Cameron has just finished introducing the baby Rolls — expected to be badged as the RR4 when it goes into production at the end of this year — and is clearly unimpressed with any suggestion that the latest car is any way the result of an “if it ain't broke don't fix it” expansion of the marque.
“The brief was to produce a Rolls Royce that would have a different clientelle, a youthful clientelle,” Cameron says. “Typically our customers have garages with five or six cars. They use that garage like a wardrobe — different cars for different ocassions.”
In Rolls speak the 200EX is still an “experimental car” but Cameron concedes it will be very close to the production model due to be revealed at the end of this year.
“Truth be told I think it bears the same relationship to previous experimental models such as the 100EX (Coupe) and 101EX (Drop Head Coupe) ... it is very close to what the final production car will look like.”
At this stage the 200EX is all about visual appeal with precious little information on the engineering and technical specifications of the car released. The four-door five seater rides on 3295mm wheelbase with an overall length of 5399mm, compared to the Phantom's 3570mm wheelbase and 5834mm overall length.

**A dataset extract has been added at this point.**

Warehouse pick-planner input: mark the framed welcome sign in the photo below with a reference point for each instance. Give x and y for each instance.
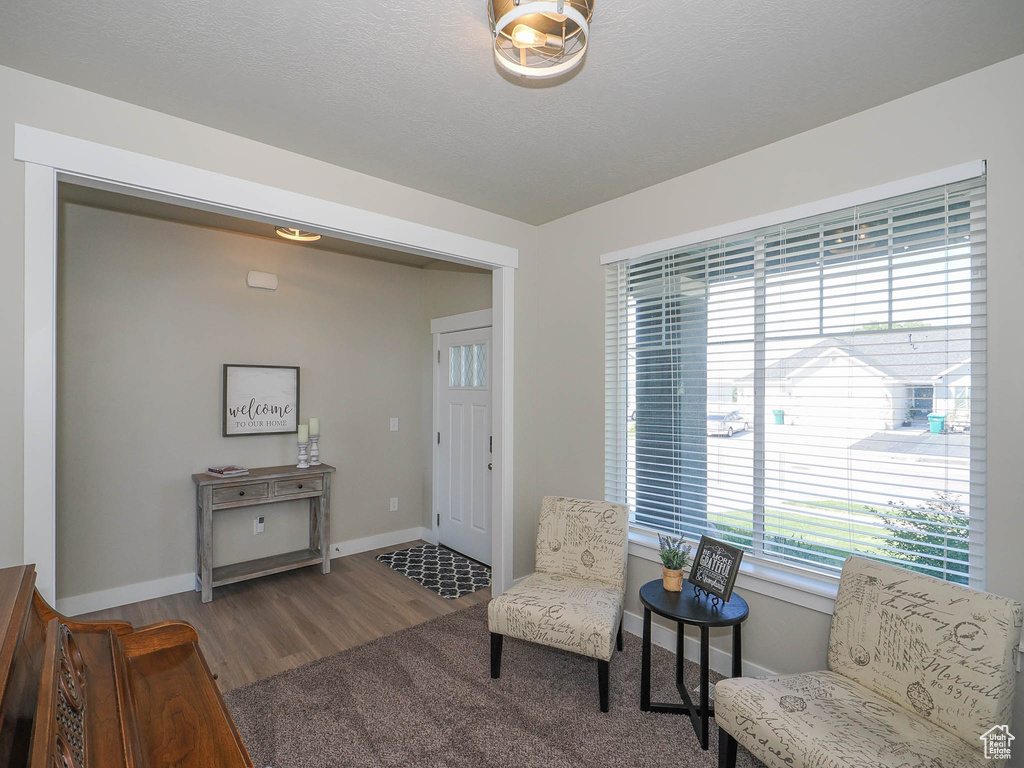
(260, 399)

The engine is described only as a “new” V12 but will certainly be comparable to the 338kW and 720Nm 6.7-litre unit used in the Phantom and coupled to a similar ZF six-speed automatic. The 200EX performance figures are likely to be slightly more sporty than the Phantom given the younger target market and the car's smaller size. The Phantom is governed at a top speed of 240km/h and can put the 0-100km/h sprint away in 5.9 seconds.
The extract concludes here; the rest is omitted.